Les protestations ont été telles, en Pologne et dans le monde, que le jugement du 9 février n’a pas retenu tous les chefs d’accusation. Dans ses attendus exprimés oralement, la juge Ewa Jończyk a concédé que « la décision du tribunal ne doit pas avoir un effet paralysant sur la recherche scientifique. De l’avis du tribunal, le montant demandé provoquerait précisément un tel effet ». Elle a même ajouté que le livre Dalej jest noc était « destiné à une noble cause » et que « l’explication de la vérité historique sur les attitudes des Polonais pendant l’occupation est une question importante ». Mais le tribunal s’est érigé en autorité académique en contestant la valeur des témoignages cités par Barbara Engelking. Il lui a reproché « des déclarations catégoriques sur la base de ragots, de rumeurs. » Ses thèses sont « trop audacieuses ». Ce qui est scandaleux, et porte atteinte à la liberté de recherche ! En revanche, les atteintes au « droit à l’identité et à la fierté nationales », au « souvenir des Polonais qui ont sauvé les Juifs », et même au « droit de ne pas déformer l’histoire de la Seconde Guerre mondiale », n’ont pas été retenues par la cour. La juge les a déclarées « discutables » ou « difficiles à reconnaître ». Elle n’a pas non plus accepté que le maire soit désigné dans les excuses comme un « héros qui a sauvé des Juifs » et que sa nièce reçoive 100 000 zlotys de réparation.
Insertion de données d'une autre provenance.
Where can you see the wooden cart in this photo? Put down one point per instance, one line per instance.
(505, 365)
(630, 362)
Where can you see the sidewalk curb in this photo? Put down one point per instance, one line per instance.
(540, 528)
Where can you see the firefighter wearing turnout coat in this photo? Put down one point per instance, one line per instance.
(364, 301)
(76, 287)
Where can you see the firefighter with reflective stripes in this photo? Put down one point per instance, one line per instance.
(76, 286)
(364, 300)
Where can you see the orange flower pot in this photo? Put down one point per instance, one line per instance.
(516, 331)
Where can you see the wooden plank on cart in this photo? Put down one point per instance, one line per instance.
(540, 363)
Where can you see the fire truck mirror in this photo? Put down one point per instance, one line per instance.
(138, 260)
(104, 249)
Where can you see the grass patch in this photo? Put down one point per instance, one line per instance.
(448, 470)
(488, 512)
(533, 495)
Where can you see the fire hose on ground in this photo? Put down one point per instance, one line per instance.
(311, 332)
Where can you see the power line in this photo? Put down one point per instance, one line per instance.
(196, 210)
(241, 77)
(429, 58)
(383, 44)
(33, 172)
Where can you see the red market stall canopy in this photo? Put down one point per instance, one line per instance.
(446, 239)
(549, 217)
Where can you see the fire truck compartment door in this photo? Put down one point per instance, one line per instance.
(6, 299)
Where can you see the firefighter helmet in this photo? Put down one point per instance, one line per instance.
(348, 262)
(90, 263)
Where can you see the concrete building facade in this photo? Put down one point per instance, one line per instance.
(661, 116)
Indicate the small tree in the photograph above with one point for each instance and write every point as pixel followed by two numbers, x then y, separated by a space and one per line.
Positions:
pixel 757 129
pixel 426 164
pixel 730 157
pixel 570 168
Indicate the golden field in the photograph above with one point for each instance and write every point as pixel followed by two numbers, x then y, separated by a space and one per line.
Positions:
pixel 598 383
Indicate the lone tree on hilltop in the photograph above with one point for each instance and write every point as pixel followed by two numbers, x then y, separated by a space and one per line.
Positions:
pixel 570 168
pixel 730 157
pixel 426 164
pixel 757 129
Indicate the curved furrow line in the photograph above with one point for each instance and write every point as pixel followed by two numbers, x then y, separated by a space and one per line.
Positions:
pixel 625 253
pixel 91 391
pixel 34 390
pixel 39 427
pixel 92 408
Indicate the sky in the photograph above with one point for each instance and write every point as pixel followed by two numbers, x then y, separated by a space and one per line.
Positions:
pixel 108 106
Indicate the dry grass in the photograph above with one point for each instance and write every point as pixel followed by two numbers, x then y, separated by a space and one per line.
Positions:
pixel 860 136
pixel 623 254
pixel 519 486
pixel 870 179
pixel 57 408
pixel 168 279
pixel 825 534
Selon le jugement, les chercheurs doivent publier une déclaration sur le site web de l’Institut de recherche sur l’Holocauste. Ils y présenteront des excuses à la nièce du maire pour avoir « porté atteinte à son honneur » en « fournissant des informations inexactes2 ». Les deux accusés ont dit respecter les arrêts de la cour, mais, ayant du mal à être d’accord avec cette décision, ils ont décidé de faire appel. Rien n’est acquis. ❚

1 https://www.academia.edu/37020664/Dalej_jest_noc_Losy_%C5%BByd%C3%B3w_w_wybranych_powiatach_okupowanej_Polski_Night_without_End_The_Fate_of_Jews_in_Selected_Counties_of_Occupied_Poland_2018_

2 Toutes les déclarations de la juge et des chercheurs sont reprises telles que reproduites dans la presse polonaise.